Daytime Shooting Star is the latest Shojo Beat manga from Viz Media. It’s all about the awkwardness of changing high schools and trying to make friends and make sense of your life. Problem is, Suzume not only unsuspectingly fell for her homeroom teacher, but she’s also a target of one of the worst bullies in school. This country girl has a lot to learn now that she’s in a Tokyo classroom.
So what’s it about?
The official summary reads:
After arriving in Tokyo to live with her uncle, Suzume collapses in a nearby park when she remembers once seeing a shooting star during the day. A handsome stranger brings her to her new home and tells her they’ll meet again. Suzume starts her first day at her new high school sitting next to a boy who blushes furiously at her touch. And her homeroom teacher is none other than the handsome stranger!
Why does this matter?
If you like melodrama, clever visual storytelling techniques, and well-written characters you’ll probably love this. It’s a high school melodrama, but it’s a story that’s easy to relate to since Suzume is the odd one out.
Fine, you have my attention. What’s good about it?
I was a little wary of diving into this manga since the main premise seems a bit creepy. Suzume basically meets a stranger who is nice to her the minute she arrives in Tokyo. The same man knows her uncle who she’s moving in with and is super cute. Cut to the next day when she learns her homeroom teacher is the very same man. It could easily end up being creepy, especially with the state of teachers sleeping with students in America these days, but instead, it remains a cute distance. Mika Yamamori focuses most of the attention on Suzume’s awkward feelings I think many students go through. The teacher, named Shishio has no bad intentions, at least he says as much, which makes the dynamic feel more coming-of-age than creepy. Another element that sets this relationship apart is how Shishio dresses differently between school and outside of it. It creates a visual dynamic that is understandably confusing for Suzume.

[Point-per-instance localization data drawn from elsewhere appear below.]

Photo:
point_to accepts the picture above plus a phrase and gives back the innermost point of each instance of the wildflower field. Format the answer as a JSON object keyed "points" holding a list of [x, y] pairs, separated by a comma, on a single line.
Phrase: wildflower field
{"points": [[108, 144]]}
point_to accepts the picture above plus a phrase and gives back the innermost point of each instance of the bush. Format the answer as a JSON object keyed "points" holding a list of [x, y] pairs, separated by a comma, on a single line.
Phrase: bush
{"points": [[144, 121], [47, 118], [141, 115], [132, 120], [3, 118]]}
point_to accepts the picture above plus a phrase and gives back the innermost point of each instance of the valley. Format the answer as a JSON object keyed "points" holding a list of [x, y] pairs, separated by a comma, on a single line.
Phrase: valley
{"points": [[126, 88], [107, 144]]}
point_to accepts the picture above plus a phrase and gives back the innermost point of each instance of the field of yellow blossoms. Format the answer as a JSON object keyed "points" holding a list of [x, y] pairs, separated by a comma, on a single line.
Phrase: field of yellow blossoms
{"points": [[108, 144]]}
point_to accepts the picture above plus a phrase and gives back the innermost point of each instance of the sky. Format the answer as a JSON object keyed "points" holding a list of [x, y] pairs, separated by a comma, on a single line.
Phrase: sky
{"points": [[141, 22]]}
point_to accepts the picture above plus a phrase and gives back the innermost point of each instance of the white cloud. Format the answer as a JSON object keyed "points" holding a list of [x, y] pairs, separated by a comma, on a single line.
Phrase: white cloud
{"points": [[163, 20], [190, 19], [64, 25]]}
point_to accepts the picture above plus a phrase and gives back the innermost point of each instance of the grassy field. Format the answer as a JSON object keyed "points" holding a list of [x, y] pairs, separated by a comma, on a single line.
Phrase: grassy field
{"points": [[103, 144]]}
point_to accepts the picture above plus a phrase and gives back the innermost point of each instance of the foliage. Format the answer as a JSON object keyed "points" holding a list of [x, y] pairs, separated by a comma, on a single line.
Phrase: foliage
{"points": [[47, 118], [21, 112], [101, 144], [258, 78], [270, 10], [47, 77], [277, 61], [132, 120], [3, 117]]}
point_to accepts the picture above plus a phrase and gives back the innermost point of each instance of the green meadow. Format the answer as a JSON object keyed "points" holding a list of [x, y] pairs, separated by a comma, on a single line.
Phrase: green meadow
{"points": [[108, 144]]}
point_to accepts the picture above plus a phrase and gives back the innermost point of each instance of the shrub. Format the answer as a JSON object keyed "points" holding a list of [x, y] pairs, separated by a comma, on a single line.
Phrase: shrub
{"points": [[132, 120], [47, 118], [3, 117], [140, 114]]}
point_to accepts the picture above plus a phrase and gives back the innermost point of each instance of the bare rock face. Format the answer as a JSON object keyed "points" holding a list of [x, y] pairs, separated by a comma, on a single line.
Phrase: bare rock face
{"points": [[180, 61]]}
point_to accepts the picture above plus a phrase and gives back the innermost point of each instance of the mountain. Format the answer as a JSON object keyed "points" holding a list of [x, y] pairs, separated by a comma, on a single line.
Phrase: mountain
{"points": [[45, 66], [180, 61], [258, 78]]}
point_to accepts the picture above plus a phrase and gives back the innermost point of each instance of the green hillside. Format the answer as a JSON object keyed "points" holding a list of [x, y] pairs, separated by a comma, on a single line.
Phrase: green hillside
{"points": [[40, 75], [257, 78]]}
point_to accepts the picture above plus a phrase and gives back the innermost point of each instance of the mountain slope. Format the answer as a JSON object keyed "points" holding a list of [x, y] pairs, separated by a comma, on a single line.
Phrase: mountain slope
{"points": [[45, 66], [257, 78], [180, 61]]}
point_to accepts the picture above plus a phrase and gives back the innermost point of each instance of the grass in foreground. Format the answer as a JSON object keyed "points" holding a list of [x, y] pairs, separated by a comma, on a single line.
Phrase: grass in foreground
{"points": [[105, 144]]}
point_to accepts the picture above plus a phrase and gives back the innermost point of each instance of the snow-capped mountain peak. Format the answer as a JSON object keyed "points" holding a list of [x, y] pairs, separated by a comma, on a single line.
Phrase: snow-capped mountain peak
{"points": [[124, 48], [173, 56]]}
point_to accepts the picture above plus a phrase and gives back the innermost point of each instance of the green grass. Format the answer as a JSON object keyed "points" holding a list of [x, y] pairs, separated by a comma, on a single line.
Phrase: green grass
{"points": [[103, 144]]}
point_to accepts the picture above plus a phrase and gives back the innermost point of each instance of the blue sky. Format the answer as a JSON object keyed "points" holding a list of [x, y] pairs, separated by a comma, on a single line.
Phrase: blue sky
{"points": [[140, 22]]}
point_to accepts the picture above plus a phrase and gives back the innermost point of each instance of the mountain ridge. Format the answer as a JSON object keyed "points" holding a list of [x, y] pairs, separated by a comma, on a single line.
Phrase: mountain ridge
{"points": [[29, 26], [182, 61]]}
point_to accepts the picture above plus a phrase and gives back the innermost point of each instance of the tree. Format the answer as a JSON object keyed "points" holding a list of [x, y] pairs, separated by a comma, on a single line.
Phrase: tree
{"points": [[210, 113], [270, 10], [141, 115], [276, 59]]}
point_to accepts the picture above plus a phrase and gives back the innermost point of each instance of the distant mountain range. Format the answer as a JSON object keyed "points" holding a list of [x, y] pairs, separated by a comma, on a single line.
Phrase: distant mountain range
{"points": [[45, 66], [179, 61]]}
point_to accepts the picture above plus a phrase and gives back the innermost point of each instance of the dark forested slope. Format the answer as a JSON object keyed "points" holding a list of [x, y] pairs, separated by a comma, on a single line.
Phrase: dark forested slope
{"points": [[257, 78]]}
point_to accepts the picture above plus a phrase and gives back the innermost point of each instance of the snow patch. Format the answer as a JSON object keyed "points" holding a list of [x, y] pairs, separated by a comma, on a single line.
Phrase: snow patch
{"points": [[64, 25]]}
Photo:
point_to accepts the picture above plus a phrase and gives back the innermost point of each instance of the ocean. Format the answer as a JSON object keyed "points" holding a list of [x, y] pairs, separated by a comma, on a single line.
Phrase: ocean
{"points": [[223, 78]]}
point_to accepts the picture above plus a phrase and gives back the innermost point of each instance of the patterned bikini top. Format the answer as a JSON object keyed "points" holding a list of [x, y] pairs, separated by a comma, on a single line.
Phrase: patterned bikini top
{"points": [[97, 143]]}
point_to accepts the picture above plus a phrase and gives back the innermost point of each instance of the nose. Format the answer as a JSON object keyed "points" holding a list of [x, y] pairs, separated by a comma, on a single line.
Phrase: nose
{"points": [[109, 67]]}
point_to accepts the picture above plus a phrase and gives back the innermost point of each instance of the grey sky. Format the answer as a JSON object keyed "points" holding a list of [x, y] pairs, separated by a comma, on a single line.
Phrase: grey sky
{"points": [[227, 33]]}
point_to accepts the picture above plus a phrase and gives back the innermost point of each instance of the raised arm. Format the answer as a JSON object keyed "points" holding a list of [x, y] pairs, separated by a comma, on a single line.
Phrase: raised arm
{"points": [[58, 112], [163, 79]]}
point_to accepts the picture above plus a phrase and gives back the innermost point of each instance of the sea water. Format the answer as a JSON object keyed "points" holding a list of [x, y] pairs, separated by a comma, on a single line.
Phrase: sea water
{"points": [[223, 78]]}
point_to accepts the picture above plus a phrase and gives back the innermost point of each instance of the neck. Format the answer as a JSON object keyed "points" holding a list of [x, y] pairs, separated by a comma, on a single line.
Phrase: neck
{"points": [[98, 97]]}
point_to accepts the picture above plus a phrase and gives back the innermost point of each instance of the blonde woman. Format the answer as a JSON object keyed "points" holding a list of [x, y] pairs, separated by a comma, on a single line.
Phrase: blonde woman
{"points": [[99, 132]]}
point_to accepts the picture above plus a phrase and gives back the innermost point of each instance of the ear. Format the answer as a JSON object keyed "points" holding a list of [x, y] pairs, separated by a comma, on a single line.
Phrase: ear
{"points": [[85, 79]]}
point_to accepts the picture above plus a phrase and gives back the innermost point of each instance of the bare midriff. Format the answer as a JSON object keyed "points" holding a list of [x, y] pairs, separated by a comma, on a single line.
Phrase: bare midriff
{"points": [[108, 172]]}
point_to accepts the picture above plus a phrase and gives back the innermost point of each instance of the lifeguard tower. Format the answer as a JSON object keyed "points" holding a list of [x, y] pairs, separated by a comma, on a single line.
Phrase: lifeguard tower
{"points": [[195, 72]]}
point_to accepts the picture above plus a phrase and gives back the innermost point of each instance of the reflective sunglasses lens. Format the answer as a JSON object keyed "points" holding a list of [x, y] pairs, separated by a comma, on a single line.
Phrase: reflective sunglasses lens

This manga isn’t all about Suzume and her growing interest in her teacher, though. We also meet an awkward boy Suzume forces a friendship with, a clever blonde girl who is a super-bully, and a few wandering students too. This cast of characters feels natural, making the overall story easy to follow and believable.
Visually this story has a lot of tricks up its sleeve. Take for instance a moment where Suzume slaps someone. The first panel on the page has Suzume silent, eyes covered by her hair, and standing still. Behind her are these blobs of black, presumably the brooding fury inside her. In the very next panel, we see a stroke of lines and a sound effect. It’s her hand flying through the air. Next, we see Suzume and the person being slapped frozen in time and Suzume’s hand is still, her victim falling backward stunned. The two characters are textured as if they are crystal or some still precious material. Gentle slashes of white go through them. All three panels together make for a gripping and shocking moment that is felt beyond a simple drawing of someone being slapped. It feels momentous and huge. There are many more creative uses of backgrounds and framing to zero in on the characters and hammer home the awkwardness of being a teen. It’s so good you may even want to read it again to really appreciate the visual storytelling.
It can’t be perfect, can it?
There is one moment in the manga where Suzume’s teacher seems to be attracted to her due to her getting dolled up by a fellow classmate. It’s awkward, especially given American culture. Is this a real feeling a teacher might have? Possibly, but it’s a bit icky if you ask me and tiptoes in the wrong direction.
Is it good?
The melodrama, creative visuals, and expert character work make Daytime Shooting Star highly enjoyable. You’ll be sucked in by the characters and their experience coming of age.